The U.S. dollar fell about 0.2% after Federal Reserve Chair Jerome Powell said the central bank could face criminal subpoenas tied to its interest‑rate decisions.
Why the Dollar Fell
Powell warned that the Justice Department had issued grand‑jury subpoenas that could lead to an indictment if the Fed’s policy moves are seen as politically driven. Investors reacted by pulling back from the dollar, fearing the Fed might lose its independence.
Impact on Other Assets
- Gold: Prices rose up to 2% as investors sought a safe haven.
- Swiss franc: The franc, another safe‑haven currency, gained about 0.5%.
- U.S. stock futures: Futures slipped, reflecting the uncertainty.

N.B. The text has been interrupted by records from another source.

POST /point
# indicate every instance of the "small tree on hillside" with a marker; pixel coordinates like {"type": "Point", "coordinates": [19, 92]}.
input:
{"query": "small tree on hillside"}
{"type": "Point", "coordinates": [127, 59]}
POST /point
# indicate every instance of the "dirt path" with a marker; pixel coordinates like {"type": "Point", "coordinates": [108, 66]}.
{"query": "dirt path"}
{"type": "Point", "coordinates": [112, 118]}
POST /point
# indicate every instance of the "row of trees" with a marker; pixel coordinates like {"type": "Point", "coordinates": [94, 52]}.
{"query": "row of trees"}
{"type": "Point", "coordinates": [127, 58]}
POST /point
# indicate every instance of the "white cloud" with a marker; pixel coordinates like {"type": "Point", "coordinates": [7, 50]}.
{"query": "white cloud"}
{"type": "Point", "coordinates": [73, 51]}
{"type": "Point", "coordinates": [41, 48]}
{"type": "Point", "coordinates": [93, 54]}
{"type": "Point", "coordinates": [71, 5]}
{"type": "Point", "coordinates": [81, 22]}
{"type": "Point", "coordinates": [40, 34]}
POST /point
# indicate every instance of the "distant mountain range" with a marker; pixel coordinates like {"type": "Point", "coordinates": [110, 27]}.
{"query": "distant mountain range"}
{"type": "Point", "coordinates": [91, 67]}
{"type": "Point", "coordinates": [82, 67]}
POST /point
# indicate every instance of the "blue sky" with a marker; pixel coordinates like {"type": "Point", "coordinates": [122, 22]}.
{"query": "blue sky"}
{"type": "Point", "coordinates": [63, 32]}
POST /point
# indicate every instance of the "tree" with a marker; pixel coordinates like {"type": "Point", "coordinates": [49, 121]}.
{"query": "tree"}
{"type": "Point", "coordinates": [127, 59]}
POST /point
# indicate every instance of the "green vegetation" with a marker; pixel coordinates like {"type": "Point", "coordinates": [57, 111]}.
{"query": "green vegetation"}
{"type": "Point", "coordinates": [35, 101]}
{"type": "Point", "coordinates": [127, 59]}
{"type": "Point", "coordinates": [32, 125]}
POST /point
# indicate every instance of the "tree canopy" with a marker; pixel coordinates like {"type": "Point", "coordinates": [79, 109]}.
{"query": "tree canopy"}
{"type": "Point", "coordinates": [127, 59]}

U.S. Jobs Data and Stock Rally
Earlier, a modest jobs report showed slightly fewer new hires than expected and the unemployment rate fell to 4.4%. The data helped the S&P 500 close at a record high, lifting global equities.
Asian Markets Follow the Lead
Australian and South Korean stocks rose, and Hong Kong index futures were higher, tracking the U.S. market’s gains. Japan’s markets were closed for a holiday.
Geopolitical Tensions Keep Markets Cautious
Protests in Iran have raised concerns about oil supply, while unresolved U.S. tariff issues and other global hotspots add layers of risk. Yet, markets have remained relatively calm.
Looking Ahead
- Fed officials, including New York Fed President John Williams, will speak later this week, potentially shaping expectations for future rate cuts.
- Analysts from major banks have pushed back on earlier predictions for multiple Fed rate cuts in 2026 after the latest jobs data.
Remember, this is perspective, not a prediction. Do your own research and consider your risk tolerance before making any investment decisions.